On a technical level, taking a closer look at the structure of malware reveals that there are fundamental ways to protect against an attack. The Emotet infection process uses a number of elements that a resilient infrastructure with a flexible and preventive security architecture can defend against. Having this resilience in place means that the infection is not transmitted immediately, for example, when the email recipient opens an attachment, but only when the associated macros in the attached file, such as a Word document, are executed. This means that with standard MS Office settings, a user must manually activate the malware in the attachment in order to transfer it to the network.

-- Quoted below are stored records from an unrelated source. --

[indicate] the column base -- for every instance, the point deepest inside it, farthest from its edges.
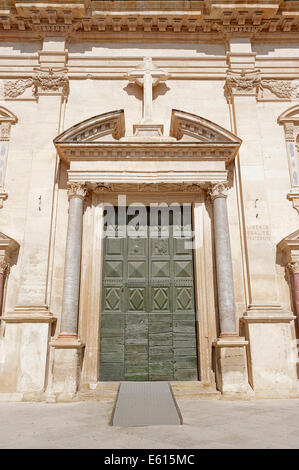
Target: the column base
(273, 352)
(231, 365)
(67, 354)
(24, 350)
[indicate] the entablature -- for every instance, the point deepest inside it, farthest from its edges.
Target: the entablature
(207, 18)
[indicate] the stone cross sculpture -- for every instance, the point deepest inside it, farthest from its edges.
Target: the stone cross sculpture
(147, 75)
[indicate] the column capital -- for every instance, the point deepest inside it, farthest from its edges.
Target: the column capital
(217, 190)
(4, 267)
(293, 267)
(50, 81)
(242, 82)
(77, 189)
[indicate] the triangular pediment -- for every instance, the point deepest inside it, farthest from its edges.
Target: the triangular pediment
(6, 115)
(290, 115)
(190, 127)
(7, 243)
(290, 244)
(105, 126)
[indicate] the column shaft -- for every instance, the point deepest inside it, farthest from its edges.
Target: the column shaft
(296, 289)
(69, 318)
(225, 284)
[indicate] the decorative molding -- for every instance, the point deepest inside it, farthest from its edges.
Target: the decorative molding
(242, 83)
(77, 189)
(7, 118)
(100, 188)
(217, 190)
(294, 197)
(50, 81)
(190, 125)
(293, 267)
(168, 19)
(289, 130)
(4, 267)
(15, 88)
(95, 128)
(284, 89)
(103, 188)
(290, 121)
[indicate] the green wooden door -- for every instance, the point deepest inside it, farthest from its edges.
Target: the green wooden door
(148, 313)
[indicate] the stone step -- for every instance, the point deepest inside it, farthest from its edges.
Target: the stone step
(107, 391)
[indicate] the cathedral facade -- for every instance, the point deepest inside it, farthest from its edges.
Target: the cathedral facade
(149, 198)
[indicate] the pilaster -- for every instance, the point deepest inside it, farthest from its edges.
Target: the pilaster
(229, 348)
(50, 90)
(241, 88)
(67, 347)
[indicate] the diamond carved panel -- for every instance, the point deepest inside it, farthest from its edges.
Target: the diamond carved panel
(136, 299)
(161, 297)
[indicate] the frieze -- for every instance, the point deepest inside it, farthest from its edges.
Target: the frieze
(217, 190)
(15, 88)
(5, 130)
(293, 267)
(100, 188)
(4, 267)
(103, 188)
(283, 89)
(51, 81)
(77, 190)
(242, 83)
(188, 18)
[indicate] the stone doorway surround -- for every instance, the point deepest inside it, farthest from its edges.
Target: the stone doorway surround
(186, 167)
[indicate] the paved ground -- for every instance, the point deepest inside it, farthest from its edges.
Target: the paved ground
(207, 425)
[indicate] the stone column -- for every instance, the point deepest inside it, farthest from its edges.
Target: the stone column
(67, 348)
(4, 267)
(294, 270)
(229, 348)
(225, 283)
(71, 285)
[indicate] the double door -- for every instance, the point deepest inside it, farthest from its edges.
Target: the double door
(148, 329)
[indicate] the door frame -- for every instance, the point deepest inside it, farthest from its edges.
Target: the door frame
(91, 277)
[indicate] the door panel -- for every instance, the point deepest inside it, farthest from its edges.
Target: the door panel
(148, 312)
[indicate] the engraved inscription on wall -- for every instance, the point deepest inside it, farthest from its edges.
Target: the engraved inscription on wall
(258, 232)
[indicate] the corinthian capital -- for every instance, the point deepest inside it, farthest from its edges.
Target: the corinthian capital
(242, 83)
(77, 190)
(51, 81)
(217, 190)
(293, 267)
(4, 267)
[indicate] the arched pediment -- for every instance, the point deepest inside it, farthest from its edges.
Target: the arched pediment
(290, 115)
(7, 244)
(95, 129)
(290, 245)
(190, 127)
(6, 115)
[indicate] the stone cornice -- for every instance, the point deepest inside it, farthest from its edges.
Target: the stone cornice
(77, 189)
(116, 151)
(217, 190)
(207, 18)
(244, 82)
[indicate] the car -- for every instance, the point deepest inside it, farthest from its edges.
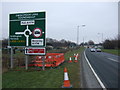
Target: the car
(98, 50)
(92, 50)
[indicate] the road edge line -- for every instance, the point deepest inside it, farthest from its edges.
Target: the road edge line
(100, 82)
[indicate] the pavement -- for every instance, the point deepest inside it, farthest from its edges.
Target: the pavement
(105, 67)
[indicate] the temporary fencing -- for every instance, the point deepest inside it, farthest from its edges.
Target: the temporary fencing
(66, 83)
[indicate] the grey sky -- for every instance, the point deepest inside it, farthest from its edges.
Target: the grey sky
(63, 19)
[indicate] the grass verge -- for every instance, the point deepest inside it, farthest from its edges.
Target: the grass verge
(50, 78)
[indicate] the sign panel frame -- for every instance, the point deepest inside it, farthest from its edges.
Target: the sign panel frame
(22, 26)
(35, 51)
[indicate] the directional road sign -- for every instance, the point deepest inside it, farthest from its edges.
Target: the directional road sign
(27, 29)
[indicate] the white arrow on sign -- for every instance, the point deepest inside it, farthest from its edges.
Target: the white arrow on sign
(27, 36)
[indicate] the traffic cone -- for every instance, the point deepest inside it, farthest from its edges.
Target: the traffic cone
(66, 80)
(74, 54)
(76, 59)
(70, 60)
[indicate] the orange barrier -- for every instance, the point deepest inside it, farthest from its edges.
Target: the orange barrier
(66, 80)
(51, 60)
(70, 60)
(76, 59)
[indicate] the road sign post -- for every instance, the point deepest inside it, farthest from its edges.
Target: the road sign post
(26, 62)
(11, 59)
(27, 30)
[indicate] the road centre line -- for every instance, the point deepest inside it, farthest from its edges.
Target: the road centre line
(100, 82)
(113, 60)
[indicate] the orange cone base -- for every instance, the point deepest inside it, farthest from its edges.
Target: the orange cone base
(75, 60)
(67, 84)
(70, 61)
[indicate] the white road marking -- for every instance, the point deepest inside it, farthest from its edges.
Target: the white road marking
(100, 82)
(113, 60)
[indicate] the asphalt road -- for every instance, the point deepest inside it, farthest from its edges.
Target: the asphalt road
(106, 67)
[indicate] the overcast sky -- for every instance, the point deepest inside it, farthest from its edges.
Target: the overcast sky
(63, 19)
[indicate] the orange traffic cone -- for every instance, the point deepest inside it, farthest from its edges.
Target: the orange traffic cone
(76, 59)
(66, 80)
(70, 60)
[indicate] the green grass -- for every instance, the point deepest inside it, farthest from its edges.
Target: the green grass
(50, 78)
(112, 51)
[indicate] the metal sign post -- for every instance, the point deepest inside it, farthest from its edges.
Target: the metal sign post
(43, 59)
(11, 58)
(26, 62)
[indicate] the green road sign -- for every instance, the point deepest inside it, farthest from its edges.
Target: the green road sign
(27, 29)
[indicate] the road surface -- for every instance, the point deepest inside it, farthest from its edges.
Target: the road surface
(105, 66)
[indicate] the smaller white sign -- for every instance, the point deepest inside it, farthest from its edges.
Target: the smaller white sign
(28, 22)
(36, 42)
(37, 32)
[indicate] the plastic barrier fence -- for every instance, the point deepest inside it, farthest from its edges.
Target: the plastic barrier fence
(51, 60)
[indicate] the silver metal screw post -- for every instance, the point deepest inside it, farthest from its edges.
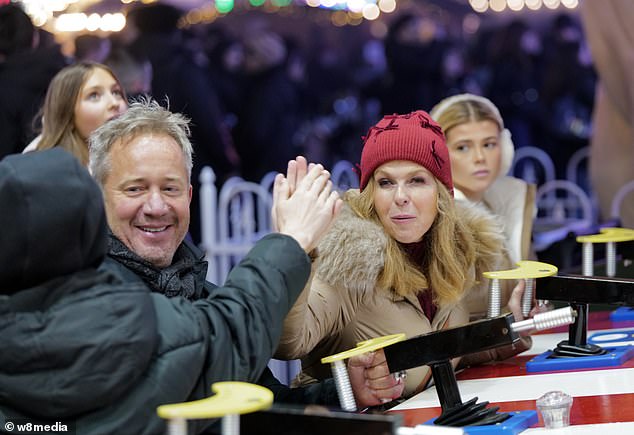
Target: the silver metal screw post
(610, 257)
(344, 389)
(230, 424)
(550, 319)
(527, 299)
(588, 259)
(495, 298)
(177, 426)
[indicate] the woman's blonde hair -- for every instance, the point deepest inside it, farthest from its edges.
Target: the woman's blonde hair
(58, 111)
(450, 251)
(457, 111)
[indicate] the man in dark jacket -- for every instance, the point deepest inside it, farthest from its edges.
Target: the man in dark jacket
(85, 346)
(142, 161)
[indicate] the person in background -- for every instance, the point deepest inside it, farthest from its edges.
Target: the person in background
(134, 73)
(143, 162)
(26, 68)
(612, 140)
(80, 98)
(400, 256)
(481, 153)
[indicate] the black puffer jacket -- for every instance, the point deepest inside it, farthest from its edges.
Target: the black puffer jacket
(96, 349)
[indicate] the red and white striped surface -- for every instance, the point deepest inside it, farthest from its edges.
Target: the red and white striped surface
(602, 397)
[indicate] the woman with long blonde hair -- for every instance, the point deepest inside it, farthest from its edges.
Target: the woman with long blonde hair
(79, 99)
(400, 256)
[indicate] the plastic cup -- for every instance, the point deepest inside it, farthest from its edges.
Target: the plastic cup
(555, 409)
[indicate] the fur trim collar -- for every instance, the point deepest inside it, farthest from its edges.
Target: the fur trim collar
(352, 253)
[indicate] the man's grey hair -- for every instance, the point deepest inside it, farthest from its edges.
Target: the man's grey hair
(144, 116)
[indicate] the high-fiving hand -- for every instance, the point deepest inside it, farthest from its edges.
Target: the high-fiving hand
(304, 203)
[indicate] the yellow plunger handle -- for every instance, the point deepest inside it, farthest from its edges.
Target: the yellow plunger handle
(608, 235)
(526, 269)
(365, 346)
(230, 398)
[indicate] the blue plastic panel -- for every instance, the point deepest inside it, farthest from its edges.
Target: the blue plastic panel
(616, 356)
(613, 338)
(622, 314)
(519, 421)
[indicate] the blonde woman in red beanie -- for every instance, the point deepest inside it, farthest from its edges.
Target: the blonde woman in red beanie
(481, 153)
(400, 256)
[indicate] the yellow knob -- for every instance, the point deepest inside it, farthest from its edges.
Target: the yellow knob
(230, 398)
(365, 346)
(526, 269)
(608, 235)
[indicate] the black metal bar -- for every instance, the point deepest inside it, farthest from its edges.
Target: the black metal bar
(586, 289)
(446, 385)
(439, 346)
(578, 331)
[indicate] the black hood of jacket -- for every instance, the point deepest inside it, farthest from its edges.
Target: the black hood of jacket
(42, 213)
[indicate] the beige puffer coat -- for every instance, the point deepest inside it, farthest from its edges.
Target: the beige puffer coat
(343, 304)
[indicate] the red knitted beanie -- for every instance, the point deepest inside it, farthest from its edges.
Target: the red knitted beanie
(414, 137)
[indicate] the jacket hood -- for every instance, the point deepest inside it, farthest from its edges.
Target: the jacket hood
(53, 219)
(352, 253)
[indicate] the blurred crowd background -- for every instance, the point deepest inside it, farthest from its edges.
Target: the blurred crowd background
(263, 87)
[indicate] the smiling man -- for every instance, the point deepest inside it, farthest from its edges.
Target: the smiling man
(142, 162)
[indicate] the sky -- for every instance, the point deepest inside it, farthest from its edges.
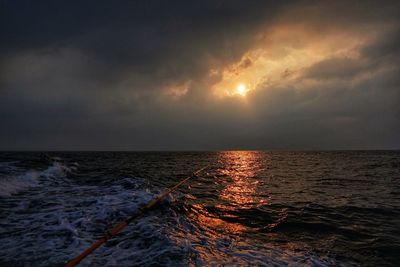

What’s more, most employees don’t even need macros for normal day-to-day business. It is therefore advisable to deactivate them completely by default, preventing manual execution by assigning the appropriate rights. A good vulnerability management tool can help here as they can help identify and manage which user accounts can allow the execution of macros. The same is true for PowerShell or administrator rights, as these are also required for Emotet to load.

Detect reloading of Emotet tools

Even if Emotet has already infected the IT system, there are still defence measures that can be put in place. For example, the malware reloads various tools to spy on access data or encrypted data. These standard tools can be used as indicators of compromise. A vulnerability management tool such as the Greenbone Security Manager can also be used to determine whether reloaded Emotet tools are active in the company’s own IT infrastructure.

Emotet is also distributed from the infected system via the so-called SMB vulnerability, which was made infamous in the WannaCry and Eternal Blue attacks. This vulnerability can be closed with the corresponding update but after the WannaCry outbreak (although many companies made their networks inaccessible to SMB communication from the outside), not all secured their internal communications. Here an examination to pinpoint corresponding weak points is the best way to find any gaps in the system.

Conclusion: Small security measures have a big impact

Large-scale computer failures caused by the Emotet malware can have catastrophic consequences, especially for critical infrastructures such as hospitals as they not only cause economic damage, but also pose a threat to people. Organisations should therefore act before it’s too late and protect their IT infrastructures in the best possible way. To become resistant to phishing attacks from advanced malware such as the new Emotet type, a few coordinated measures, such as deactivating unnecessary macros and closing known vulnerabilities as quickly as possible, are often enough.